Just like a fire drill or tornado drill, it is critically important to have a plan for your safety if an intruder breaks in and practicing that plan often with those in your household.
Have you ever watched a TV show or movie where there is a bump in the night and the person immediately turns on all the lights and flings the front door open to investigate? Let’s put together a better plan. A more effective way is to keep the lights off. You can maneuver in your home with the lights off much better than an intruder would be able to, so that’s an advantage. Use it! We need every advantage we can get. Another one is to remain in our home instead of going outside to see what’s going on. Going from the known (our home) to the unknown (outside) will almost always put us at a disadvantage. What is going on out there? Is someone trying to do me harm? Are there multiple people and where are they? There are so many unknowns. A better plan is to stay inside your home and move to your safe room.
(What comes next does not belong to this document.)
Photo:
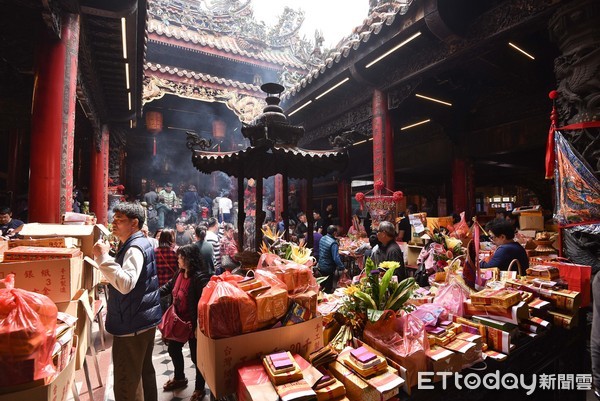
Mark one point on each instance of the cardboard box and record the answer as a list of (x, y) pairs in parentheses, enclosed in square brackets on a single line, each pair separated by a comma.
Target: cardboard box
[(531, 222), (57, 388), (52, 242), (81, 308), (87, 234), (219, 358), (413, 254), (443, 360), (58, 279)]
Your safe room is just any room you pick and should be set up for the best possible way to defend yourself. It should have your self-defense weapon of choice. That weapon needs to be accessible and ready to use at a moment’s notice. It should also have a cell phone. It can be an old cell phone without service because those should still dial 911. Make sure it stays charged. Be aware of your entryways to your safe room. If someone breeches that entryway, what would your line of fire look like to defend yourself? What is on the other side of that wall? Is it a neighbor? Is it your grandparent’s or kid’s room? If you need to reinforce that wall, consider maybe a bookcase full of books to help absorb the projectiles that may blast through.
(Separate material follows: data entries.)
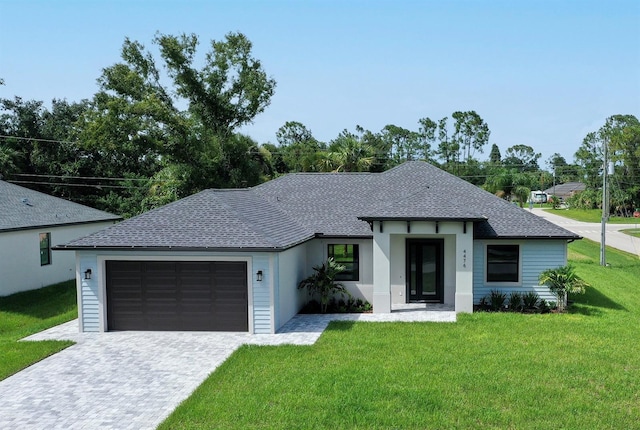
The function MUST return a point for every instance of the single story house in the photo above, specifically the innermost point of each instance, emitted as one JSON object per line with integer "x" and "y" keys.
{"x": 30, "y": 224}
{"x": 231, "y": 260}
{"x": 566, "y": 190}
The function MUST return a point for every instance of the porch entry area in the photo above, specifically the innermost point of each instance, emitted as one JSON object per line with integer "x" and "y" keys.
{"x": 424, "y": 273}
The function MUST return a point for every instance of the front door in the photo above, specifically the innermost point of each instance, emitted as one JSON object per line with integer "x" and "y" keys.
{"x": 424, "y": 270}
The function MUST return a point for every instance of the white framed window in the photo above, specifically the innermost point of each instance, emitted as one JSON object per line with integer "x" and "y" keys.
{"x": 347, "y": 254}
{"x": 503, "y": 264}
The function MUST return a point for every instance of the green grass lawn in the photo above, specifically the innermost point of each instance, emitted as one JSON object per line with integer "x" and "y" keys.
{"x": 632, "y": 232}
{"x": 591, "y": 215}
{"x": 26, "y": 313}
{"x": 574, "y": 371}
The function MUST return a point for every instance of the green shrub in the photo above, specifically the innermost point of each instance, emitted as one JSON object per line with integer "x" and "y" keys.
{"x": 530, "y": 300}
{"x": 563, "y": 281}
{"x": 323, "y": 283}
{"x": 497, "y": 300}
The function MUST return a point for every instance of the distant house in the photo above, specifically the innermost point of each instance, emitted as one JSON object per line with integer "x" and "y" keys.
{"x": 31, "y": 223}
{"x": 566, "y": 190}
{"x": 231, "y": 260}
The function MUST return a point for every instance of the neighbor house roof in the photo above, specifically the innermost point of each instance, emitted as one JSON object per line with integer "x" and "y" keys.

You want to retreat to your safe room to give you more time and space to prepare to defend yourself against the intruder at your front door. This will give you more of a chance to make decisions about what needs to be done next. We need to first determine if it is actually an intruder meaning to do us harm. Or is it your child’s friend sneaking in? Or a drunk neighbor at the wrong house? So, if you don’t give yourself space and precious seconds to determine if it’s truly a threat and you go straight with your weapon and toward the noise, you may inadvertently make the wrong decision from fear or panic. Sticking to your plan and making space between you and the intruder will be infinitely more helpful to your defense.
Going to your safe room also gives you more time. Use that time to barricade in that room and call the police. Tell the dispatcher what is happening, where you are located in the house along with your physical description with what you are wearing, and what your intruder looks like, if you can. Also, give the dispatcher a code word to relay to the police officers on the scene to use to identify themselves to you.
Safe words need to be obvious (like pineapple or baseball, for example) and everyone in your house knows what that word is, so everyone knows it’s the good guys.
Lastly, get training and practice frequently with your defense weapon. Don’t let the worst, most chaotic day of your life be the first time you are figuring out your handgun, rifle, pepper spray, etc. This is not the time to see how far your pepper spray can spray or if your handgun has a manual safety that may or may not be engaged or if your rifle is loaded.
So now is the time for youto make your “Safe and Sound” plan for self-defense at home and in the car, out in public, or any other scenario you may encounter. You will react that much quicker to a threatening situation you have already practiced for physically and mentally when seconds count instead of being caught completely flat-footed with no plan.